Katılıyor musunuz?

Katılmıyorum.


nop


saçma sapan bir çıkarım. utancı pekiştirmek? gündüz programları tam da aksinin ispatı olmuş.


geldiğimiz noktada dedikodu şöyle oluyor: vasıfsız ve vaktini kıymetli işlerle değerlendirecek meziyeti olmayan insanların genellikle kıskandıkları bir kişiyi hedef tahtasına oturtup onu kıskançlıkla çekiştirmeleri oluyor. topluma da tam tersi zarar veriyor. kaç tane evlilik kaynanaların dedikodu sevdası yüzünden bitiyor bu ülkede haberiniz var mı? dedikodusu yapılan kişiler bırakın utanç duyması gereken kişiler olmayı çok büyük oranda kimseye zararı olmayan kendi halinde başarılı insanlar.
ha insanları zararlı şeylere karşı koruyacak dedikodu mekanizması ise yaygın değil tüm dedikoduların içindeki oranı %5-10 falandır max.

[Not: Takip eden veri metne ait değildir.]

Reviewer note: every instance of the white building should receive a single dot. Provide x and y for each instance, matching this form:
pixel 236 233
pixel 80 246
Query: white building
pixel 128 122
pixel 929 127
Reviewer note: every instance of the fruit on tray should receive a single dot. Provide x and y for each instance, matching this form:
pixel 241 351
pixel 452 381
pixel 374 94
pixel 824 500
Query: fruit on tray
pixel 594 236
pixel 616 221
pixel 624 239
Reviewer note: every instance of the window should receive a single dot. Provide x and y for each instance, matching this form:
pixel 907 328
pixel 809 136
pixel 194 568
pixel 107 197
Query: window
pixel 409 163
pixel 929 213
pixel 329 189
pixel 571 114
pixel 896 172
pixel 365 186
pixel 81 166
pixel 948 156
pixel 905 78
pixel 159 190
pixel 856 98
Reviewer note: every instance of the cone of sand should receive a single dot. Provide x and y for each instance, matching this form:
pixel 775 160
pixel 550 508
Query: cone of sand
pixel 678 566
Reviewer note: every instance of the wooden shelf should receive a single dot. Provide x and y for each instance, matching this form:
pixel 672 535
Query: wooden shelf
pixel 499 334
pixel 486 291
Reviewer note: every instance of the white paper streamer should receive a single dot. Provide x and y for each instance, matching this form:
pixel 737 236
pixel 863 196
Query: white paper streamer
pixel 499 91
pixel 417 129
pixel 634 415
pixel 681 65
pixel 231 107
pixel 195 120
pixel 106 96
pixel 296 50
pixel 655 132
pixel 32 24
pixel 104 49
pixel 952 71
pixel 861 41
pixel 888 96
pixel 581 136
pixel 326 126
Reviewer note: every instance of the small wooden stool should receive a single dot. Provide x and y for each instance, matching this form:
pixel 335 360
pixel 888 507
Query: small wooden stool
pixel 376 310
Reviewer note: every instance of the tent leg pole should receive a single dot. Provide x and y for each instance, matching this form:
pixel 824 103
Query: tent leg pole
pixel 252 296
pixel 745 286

manipülasyonların ve dezenformasyon aracının antik çağlara dayanan temelidir dedikodu.


Harari'nin Sapiens'teki görüşlerine bakabilirsiniz. Bir teoriye göre türümüzün sosyal yapısının temelinde dedikodu var. Dedikodu hem bilgi akışını hem de karmaşık ve gelişmiş hikayeler (inançlar, mitler vb.) kurgulamamızı sağladı. Hatta konuşma becerimiz başka insanların dedikodusunu yapmak için evrildi.


katılıyorum. dedikodu ve ayıplama, insanların bir arada yaşamalarını engelleyici davranışları yapmamalarını sağlayan toplumsal bir mekanizmadır. dedikodu olmasaydı dünya daha karanlık bir yer olurdu


dedikodu yapmıyorum diyen net yalancıdır. ama bunun bir sınırı vardır. medeniyet dedikoduyla ilerlemez tabii ki. çıkarım saçma.


ne kadar saçma bir laf :D yani aman konu komşu ne der sonra kafasıyla hareket edersin en fazla.